Manuel Arca Sedda, Assistant Professor at GSSI, is an expert in stellar dynamics, formation of compact objects and intermediate-mass black holes, evolution of dense stellar environments, GW astrophysics. He is interested in HPC computing and its application to star-by-star simulations of star clusters. He is the main developer of B-POP.

Jan Harms is Full Professor at GSSI. His research focuses on the design and development of GW detector technologies and on the development of analysis techniques for GW signals. He is a member of the Virgo and Einstein Telescope collaborations.

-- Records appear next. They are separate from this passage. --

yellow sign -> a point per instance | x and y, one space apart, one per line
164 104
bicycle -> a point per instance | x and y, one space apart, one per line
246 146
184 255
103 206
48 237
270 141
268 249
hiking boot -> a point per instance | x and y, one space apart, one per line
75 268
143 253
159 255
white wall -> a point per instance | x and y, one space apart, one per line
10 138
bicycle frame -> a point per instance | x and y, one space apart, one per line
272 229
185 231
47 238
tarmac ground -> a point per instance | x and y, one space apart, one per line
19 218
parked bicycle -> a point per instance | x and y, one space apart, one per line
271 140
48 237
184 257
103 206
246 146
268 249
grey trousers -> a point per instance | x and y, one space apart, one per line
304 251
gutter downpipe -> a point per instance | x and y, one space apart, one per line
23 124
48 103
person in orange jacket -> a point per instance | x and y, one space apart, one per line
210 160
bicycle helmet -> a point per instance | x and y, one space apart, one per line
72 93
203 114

He is chair of the Instrument Science Board of the Einstein Telescope and PI of the Lunar Gravitational-Wave Antenna project. He coordinates the development of GWFish.

Andrea Maselli is Associate Professor at GSSI. His research focuses on modelling black hole and neutron stars as sources of gravitational wave and strong gravity laboratories for fundamental physics. He is member of the LISA Consortium and of the Einstein Telescope collaboration. He is one of the coordinators of the Common tool division of the Einstein Telescope and of the Astrophysics Working Group for the Lunar Gravitational-Wave Antenna project.

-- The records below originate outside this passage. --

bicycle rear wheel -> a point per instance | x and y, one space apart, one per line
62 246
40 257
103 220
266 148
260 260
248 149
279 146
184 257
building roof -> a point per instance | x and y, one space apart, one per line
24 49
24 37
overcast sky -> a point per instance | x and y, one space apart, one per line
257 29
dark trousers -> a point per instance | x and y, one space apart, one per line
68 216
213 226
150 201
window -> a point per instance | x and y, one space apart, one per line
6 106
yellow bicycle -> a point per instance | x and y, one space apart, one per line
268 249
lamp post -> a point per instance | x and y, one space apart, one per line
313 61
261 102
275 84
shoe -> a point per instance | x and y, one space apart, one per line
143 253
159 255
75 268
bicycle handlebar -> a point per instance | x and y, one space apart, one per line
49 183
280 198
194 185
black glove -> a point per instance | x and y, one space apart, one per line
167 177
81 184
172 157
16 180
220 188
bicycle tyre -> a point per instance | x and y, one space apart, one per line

Gor Oganesyan is an Assistant Professor at the Gran Sasso Science Institute (GSSI). His research focuses on the extreme and transient astrophysical phenomena, particularly Gamma-Ray Bursts (GRBs). He investigates the multi-messenger emissions of GRBs, including photons, gravitational waves, and high-energy neutrinos. He aims at addressing fundamental questions in high-energy astrophysics, employing both data analysis and advanced theoretical approaches. He is a member of the Virgo and Einstein Telescope collaborations.

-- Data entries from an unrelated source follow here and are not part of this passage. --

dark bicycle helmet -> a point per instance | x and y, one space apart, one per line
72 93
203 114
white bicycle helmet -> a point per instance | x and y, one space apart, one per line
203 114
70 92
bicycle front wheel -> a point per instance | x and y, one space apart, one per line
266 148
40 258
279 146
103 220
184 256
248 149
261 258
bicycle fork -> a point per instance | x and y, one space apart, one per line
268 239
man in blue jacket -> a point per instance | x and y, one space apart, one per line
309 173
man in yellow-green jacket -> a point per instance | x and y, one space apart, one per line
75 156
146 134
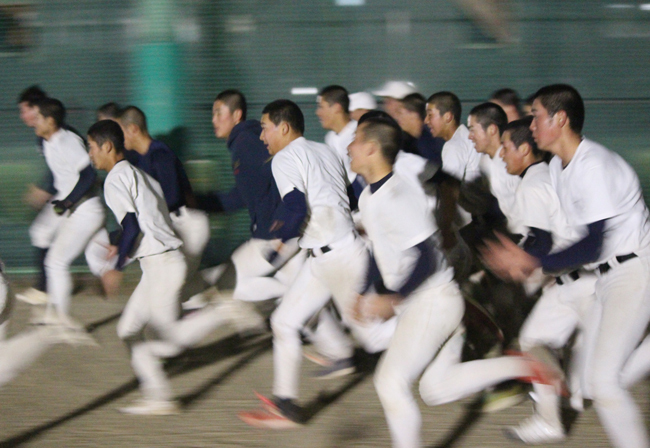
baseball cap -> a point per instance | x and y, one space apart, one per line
362 100
396 89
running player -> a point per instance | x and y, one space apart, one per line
137 201
160 162
407 262
602 199
64 227
312 182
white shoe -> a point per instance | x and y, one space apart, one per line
33 296
243 316
152 407
61 334
535 430
200 300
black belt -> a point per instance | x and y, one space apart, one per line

Stefano Ascenzi is an assistant professor at GSSI. He is an expert in high-energy astrophysics revolving around neutron stars and the electromagnetic counterparts of gravitational waves. His research is characterised by a theoretical and observational approach.

Filippo Santoliquido is a postdoctoral researcher at GSSI. His research focuses on the evolution of gravitational-wave sources and their properties across cosmic time. He is member of the Virgo and ET collaborations. For a detailed overview of his background and research, please visit the website https://filippo-santoliquido.github.io/

Biswajit Banerjee is a postdoctoral researcher at GSSI, expert in high-energy astrophysics, very-high-energy gamma rays, and gravitational wave (GW) astronomy. His research uses multi-messenger data analysis and modeling to investigate gamma-ray bursts physics. Additionally, he is an expert in multi-wavelength observations and modelling of Active Galactic Nuclei. He is member of the Virgo and ET collaborations.

Carmelo Evoli is a theoretical astroparticle physicist and an Associate Professor at GSSI. He is an active member of the Pierre Auger Observatory collaboration. His research primarily focuses on cosmic rays, with extensive studies in gamma-ray and neutrino astrophysics. Through a multi-messenger approach, his work aims to advance the understanding of galactic and extragalactic cosmic-ray sources.

Pasquale Blasi is a Full Professor in the Physics Division of GSSI. His theoretical work focuses on the physics of particle acceleration in astrophysical sources and cosmic ray transport, with special emphasis on the non-linear processes that regulate the interaction of high energy charged particles with the background plasma. The applications of his research range from supernova remnants to pulsar wind nebulae and clusters of galaxies and from Galactic to ultra high energy cosmic rays.

Adriano Di Giovanni, Associate Professor at GSSI, is an experimental physicist, expert in X- and Gamma-ray based detectors and their customization. His research covers searches for dark matter, neutrinos, cosmic rays and the development of techniques for Cultural Heritage.

Felicia Barbato is an Assistant Professor at GSSI. Her research is focused on the development of innovative technologies for astroparticle detectors. She specializes in cosmic ray physics and space-based experiments. She is the PI of Crystal Eye, a gamma-ray satellite mission project designed to observe high-energy astrophysical events and counterparts of gravitational wave events. She is a member of the collaborations HERD, DAMPE, and AUGER.